Quelque mois après Baio au Witloof Bar, c’est un autre Vampire Weekend en solitaire qui foulait les planches du Botanique, même si Rostam ne fait plus officiellement partie du groupe New Yorkais depuis 2016. Un départ en bons termes puisque sa patte se retrouvera sur leur prochain album à paraître d’ici la fin de l’année. Mais un départ qui lui a surtout permis de consacrer davantage de temps à d’autres projets, dont une fructueuse collaboration avec Hamilton Leithauser, la voix de The Walkmen (“I Had A Dream That You Were Mine”) et un premier effort en solitaire tout à fait personnel.

Curieusement, il entamera son set avec le titre qui clôture l’album (“Don’t Let It Get To You (Reprise)”), plus assimilé à un épilogue qu’à une entrée en matière digne de ce nom. Mais c’était sans doute pour lui permettre de prendre ses marques. Son nouveau rôle de leader tranche en effet radicalement avec celui de producteur et de musicien de l’ombre, raison pour laquelle il manquera encore d’assurance pendant “Sumer”. Il faudra attendre le mondain “Wood” pendant lequel il attrapera une guitare pour le voir se décoincer.

C’est également à partir de ce titre que ses musiciens se dévoileront et participeront activement à la l’orchestration des compositions. D’un côté, le batteur, derrière un kit sans cymbale mais avec des tam-tams intégrés, imposera une rythmique naturelle. De l’autre, assis côte à côte, trois violonistes (dont deux à fond dans leur trip) et un violoncelliste apporteront chaleur, passion et bonne humeur à une prestation qui n’en manquera pas. Seules les curieuses projections laisseront à désirer.

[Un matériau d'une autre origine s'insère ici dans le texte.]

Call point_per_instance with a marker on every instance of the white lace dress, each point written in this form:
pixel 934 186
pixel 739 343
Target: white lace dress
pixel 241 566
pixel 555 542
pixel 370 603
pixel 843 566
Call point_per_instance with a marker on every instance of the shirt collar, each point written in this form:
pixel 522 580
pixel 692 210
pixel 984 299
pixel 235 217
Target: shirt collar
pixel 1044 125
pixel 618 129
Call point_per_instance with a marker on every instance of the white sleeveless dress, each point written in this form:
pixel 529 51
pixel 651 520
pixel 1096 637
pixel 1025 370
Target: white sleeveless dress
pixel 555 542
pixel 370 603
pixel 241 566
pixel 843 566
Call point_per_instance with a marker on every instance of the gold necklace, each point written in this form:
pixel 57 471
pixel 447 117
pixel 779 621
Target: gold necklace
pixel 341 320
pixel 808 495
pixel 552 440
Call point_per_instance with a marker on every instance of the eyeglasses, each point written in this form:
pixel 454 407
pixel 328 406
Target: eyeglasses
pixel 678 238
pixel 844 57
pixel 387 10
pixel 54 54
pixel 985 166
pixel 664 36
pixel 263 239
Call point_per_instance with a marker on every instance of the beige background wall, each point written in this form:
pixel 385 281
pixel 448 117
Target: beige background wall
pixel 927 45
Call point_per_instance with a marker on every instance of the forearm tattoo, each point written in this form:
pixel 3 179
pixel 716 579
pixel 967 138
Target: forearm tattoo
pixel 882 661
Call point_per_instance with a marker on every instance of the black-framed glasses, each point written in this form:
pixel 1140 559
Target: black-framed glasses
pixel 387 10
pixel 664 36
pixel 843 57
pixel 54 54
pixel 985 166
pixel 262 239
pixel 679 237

Iranien d’origine, il n’hésite pas à intégrer des rythmes orientaux qui ne laissent personne de marbre (“Rudy”, l’exotico-baroque “Never Going To Catch Me”) alors que “Bike Dream” et l’excellent “Half-Light” démontrent son implication essentielle dans les hits de son ancien groupe. On lui reprochera peut-être une utilisation inopportune de l’auto-tune (“It’s Not My Fault (It’s My Fault)”) titre de Discovery, un autre de ses projets historiques ou de voix trafiquées (“When”) mais ces moments resteront isolés.

D’autant que la section de cordes sera tout bonnement impériale sur “Gwan” en clôture du set principal. Elle continuera sur sa lancée lors de rappels qui verront un des violonistes troquer l’espace d’“In A Dream” son instrument contre un banjo pour un résultat aussi efficace que surprenant. Une délicate cover du “Pink Moon” de Nick Drake à la guitare acoustique et, histoire de boucler la boucle, “Don’t Let It Get To You” sous sa forme world sautillante seront les ultimes présents généreux d’un gars bourré de talent, le vrai génie musical de Vampire Weekend.